Computational Structural Biology @ Biozentrum, University of Basel
Working at the interface of protein structural bioinformatics and deep learning, we develop efficient methods to represent, explore, understand and engineer proteins. By bringing biochemical context to deep learning models, we study variability in protein structures and interactions, and adapt learned representations from foundation models to capture remote functional associations between biomolecules.
projects
Stoic
Fast and accurate protein stoichiometry prediction
Protein complexes are central to cellular function, but experimental determination of their structures remains challenging. Structure prediction methods require prior knowledge of stoichiometry - the number of copies of each protein entity within a complex. Current approaches rely on computationally expensive brute-force methods that run structure prediction on multiple stoichiometry combinations, often with limited accuracy. We introduce Stoic, a method that uses protein language model embeddings to predict protein complex stoichiometry. Our approach learns to identify interface residues that participate in protein-protein interactions, rather than relying on global sequence features. By integrating these interface-aware embeddings into a graph neural network, Stoic achieves fast and accurate stoichiometry prediction for both homomeric and heteromeric targets.
TEA Leaves
Applying TEA to de novo protein design
De novo protein design expands the functional protein universe beyond natural evolution, offering vast therapeutic and industrial potential. Monte Carlo sampling in protein design is under-explored due to the typically long simulation times required or prohibitive time requirements of current structure prediction oracles. Here we make use of a 20-letter structure-inspired alphabet derived from protein language model embeddings to score random mutagenesis-based Metropolis sampling of amino acid sequences. This facilitates fast template-guided and unconditional design, generating sequences that satisfy in silico designability criteria without known homologues. Ultimately, this unlocks a new path to fast and de novo protein design.
Runs N' Poses
A benchmark for protein-ligand co-folding prediction
Deep learning has driven major breakthroughs in protein structure prediction, however the next critical advance is accurately predicting how proteins interact with other molecules, especially small molecule ligands, to enable real-world applications such as drug discovery and design. Recent deep learning all-atom methods have been built to address this challenge, but evaluating their performance on the prediction of protein-ligand complexes has been inconclusive due to the lack of relevant benchmarking datasets. Here we present a comprehensive evaluation of four leading all-atom cofolding deep learning methods using our newly introduced benchmark dataset Runs N' Poses, which comprises 2,600 high-resolution protein-ligand systems released after the training cutoff used by these methods. We demonstrate that current co-folding approaches largely memorise ligand poses from their training data, hindering their use for de novo drug design.

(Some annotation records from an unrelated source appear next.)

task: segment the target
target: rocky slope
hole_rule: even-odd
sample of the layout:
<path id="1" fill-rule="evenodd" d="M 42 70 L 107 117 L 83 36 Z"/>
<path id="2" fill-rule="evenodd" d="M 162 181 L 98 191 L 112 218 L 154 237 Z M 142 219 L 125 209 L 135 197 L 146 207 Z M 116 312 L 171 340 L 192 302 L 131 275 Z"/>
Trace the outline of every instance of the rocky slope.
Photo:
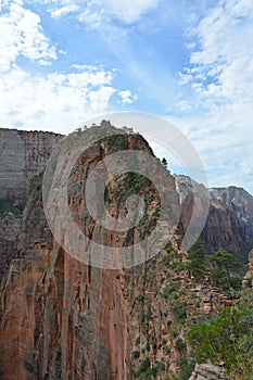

TEA (The Embedded Alphabet)
Rewriting protein sequences using language models
Detecting remote homology with speed and sensitivity is crucial for tasks like function annotation and structure prediction. We introduce a novel approach using contrastive learning to convert protein language model embeddings into a new 20-letter alphabet, TEA, enabling highly efficient large-scale protein homology searches. Searching with our alphabet performs on par with and complements structure-based methods without requiring any structural information, and with the speed of sequence search. Ultimately, we bring the exciting advances in protein language model representation learning to the plethora of sequence bioinformatics algorithms developed over the past century, offering a powerful new tool for biological discovery.
PLINDER
The protein-ligand interactions dataset and evaluation resource
Protein-ligand interactions (PLI) are foundational to small molecule drug design. With computational methods striving towards experimental accuracy, there is a critical demand for a well-curated and diverse PLI dataset. Existing datasets are often limited in size and diversity, and commonly used evaluation sets suffer from training information leakage, hindering the realistic assessment of method generalization capabilities. To address these shortcomings, we present PLINDER, the largest and most annotated dataset to date, comprising 449,383 PLI systems, each with over 500 annotations, similarity metrics at protein, pocket, interaction and ligand levels, and paired unbound (apo) and predicted structures. We propose an approach to generate training and evaluation splits that minimizes task-specific leakage and maximizes test set quality, and compare the resulting performance of DiffDock when retrained with different kinds of splits.